Les héroïnes de SATC n’ont pas froid aux yeux et c’est aussi pour cela qu’on les aime. Selon Janet McCabe : « Leur façon de parler et les sujets abordés étaient révolutionnaires ». Revoyez donc cette scène crue de l’épisode 4 de la saison 1 où la prude Charlotte débat nonchalamment de la question du sexe anal avec ses copines, le tout dans un taxi. Leurs explorations noctambules font songer à une version revisitée et féminisée du roman Bright Lights, Big City (Journal d’un oiseau de nuit) publié en 1984 par l’écrivain Jay McInerney. L’ouvrage, qui raconte les aventures d’un journaliste happé par le monde de la nuit new yorkais, aurait pu inspirer le personnage de Carrie, et même le titre de la série. Le show, comme le livre, est gravé dans l’imaginaire collectif new yorkais. Et même si on a tendance à l’oublier, il a radicalement transformé le paysage audiovisuel américain : c’est Sex and the City qui a donné à HBO sa réputation de chaîne qui ose. Comme l’explique Emily Nussbaum dans un article du New Yorker, même si Les Soprano (année de naissance 1999, pas loin de New York, mais dans un monde à part, le New Jersey) ont lancé la vague des bad-boys sur le câble, c’est bien Carrie Bradshaw qui était la première anti-héro(ïne) de la télévision américaine. Optimiste, hédoniste, précurseur, Sex and the City, tel un sac Prada, a fait essaimer de nombreux copy-cat, des imitateurs qui n’ont pas la finesse de l’original. Cependant des séries comme Cashmere Mafia, Lipstick Jungle : Les Reines de Manhattan, voire même, Gossip Girl, méritent d’être citées ici. Elles présentent une version caricaturée de la femme forte new yorkaise, qui apparemment dans les années 2000, s’est transformée en bitch assumée.

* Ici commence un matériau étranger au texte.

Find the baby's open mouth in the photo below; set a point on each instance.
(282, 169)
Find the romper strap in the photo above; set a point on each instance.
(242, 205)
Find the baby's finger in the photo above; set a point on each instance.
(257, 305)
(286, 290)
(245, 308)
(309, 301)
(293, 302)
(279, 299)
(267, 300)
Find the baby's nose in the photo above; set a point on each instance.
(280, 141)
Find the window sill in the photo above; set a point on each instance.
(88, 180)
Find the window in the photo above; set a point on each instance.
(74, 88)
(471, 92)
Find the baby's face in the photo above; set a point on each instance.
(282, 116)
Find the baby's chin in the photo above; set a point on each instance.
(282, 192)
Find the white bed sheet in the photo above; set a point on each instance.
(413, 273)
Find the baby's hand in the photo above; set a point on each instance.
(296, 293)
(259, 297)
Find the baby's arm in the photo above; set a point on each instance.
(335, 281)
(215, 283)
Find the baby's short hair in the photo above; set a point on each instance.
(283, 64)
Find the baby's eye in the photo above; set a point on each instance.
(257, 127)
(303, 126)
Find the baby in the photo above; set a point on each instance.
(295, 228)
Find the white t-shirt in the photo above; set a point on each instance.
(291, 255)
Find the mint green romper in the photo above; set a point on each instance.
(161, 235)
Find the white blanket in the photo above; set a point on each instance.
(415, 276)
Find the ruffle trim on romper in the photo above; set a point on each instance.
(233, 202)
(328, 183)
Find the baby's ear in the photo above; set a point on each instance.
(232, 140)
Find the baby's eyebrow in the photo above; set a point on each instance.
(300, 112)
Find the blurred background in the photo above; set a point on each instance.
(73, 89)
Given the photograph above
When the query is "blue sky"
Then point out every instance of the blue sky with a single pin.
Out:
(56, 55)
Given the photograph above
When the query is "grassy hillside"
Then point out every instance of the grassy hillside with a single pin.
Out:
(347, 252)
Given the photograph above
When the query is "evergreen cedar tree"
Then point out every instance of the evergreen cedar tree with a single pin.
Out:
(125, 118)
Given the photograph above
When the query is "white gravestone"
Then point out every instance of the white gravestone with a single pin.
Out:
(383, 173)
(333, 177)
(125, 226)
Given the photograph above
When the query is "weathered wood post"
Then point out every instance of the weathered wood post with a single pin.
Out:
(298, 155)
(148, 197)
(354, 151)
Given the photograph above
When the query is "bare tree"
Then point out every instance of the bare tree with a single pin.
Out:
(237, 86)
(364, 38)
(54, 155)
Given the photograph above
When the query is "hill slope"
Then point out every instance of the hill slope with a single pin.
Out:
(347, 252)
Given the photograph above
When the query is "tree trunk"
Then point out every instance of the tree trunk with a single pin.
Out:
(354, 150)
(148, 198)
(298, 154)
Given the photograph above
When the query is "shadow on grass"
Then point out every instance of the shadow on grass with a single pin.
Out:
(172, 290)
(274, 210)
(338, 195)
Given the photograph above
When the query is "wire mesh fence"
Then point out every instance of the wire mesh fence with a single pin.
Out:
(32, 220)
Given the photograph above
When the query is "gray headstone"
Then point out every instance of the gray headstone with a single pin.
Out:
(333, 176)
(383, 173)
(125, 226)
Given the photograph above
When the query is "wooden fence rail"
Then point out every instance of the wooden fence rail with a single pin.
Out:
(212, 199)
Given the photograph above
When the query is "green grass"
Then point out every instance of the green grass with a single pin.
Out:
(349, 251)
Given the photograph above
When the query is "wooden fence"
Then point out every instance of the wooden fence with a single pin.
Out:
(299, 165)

Heather Havrilesky s’est penchée sur la question de cette nouvelle vague d’héroïnes sûres d’elles, mais presque folles à lier. Ici Liz Lemon (30 Rock) dans ses œuvres :
Sans oublier les New Yorkaises sans peur et sans reproche : Patty, the « supreme bitch » de Damages, et Whilemina dans Ugly Betty. Eh oui, New York nous fait faire des choses extrêmes, car comme nous le disions dans la première partie de cette étude « If You Can Make It Here, You Can Make It Anywhere. »
L’amour inconditionnel et la résilience
Mais avant de devenir des horrible bosses, peut-être ont-elle été des jeunes filles rêveuses, venues à New York par hasard, ou pour faire des études, ou pour suivre un amour de jeunesse, ou, comme Felicity Porter, la combinaison des trois ?

Felicity
Dans le premier épisode de la série Felicity (1998-2002), l’héroïne interprétée par Keri Russell, abandonne sur un coup de tête et de cœur son projet d’études de médecine à Stanford sur la côte ouest pour suivre un de ses camardes de classe inscrit à la University of New York (une version fictionnalisée de l’université NYU). Leur relation sera plus compliquée que prévue, mais au fil des saisons Felicity découvrira un autre amour durable : New York.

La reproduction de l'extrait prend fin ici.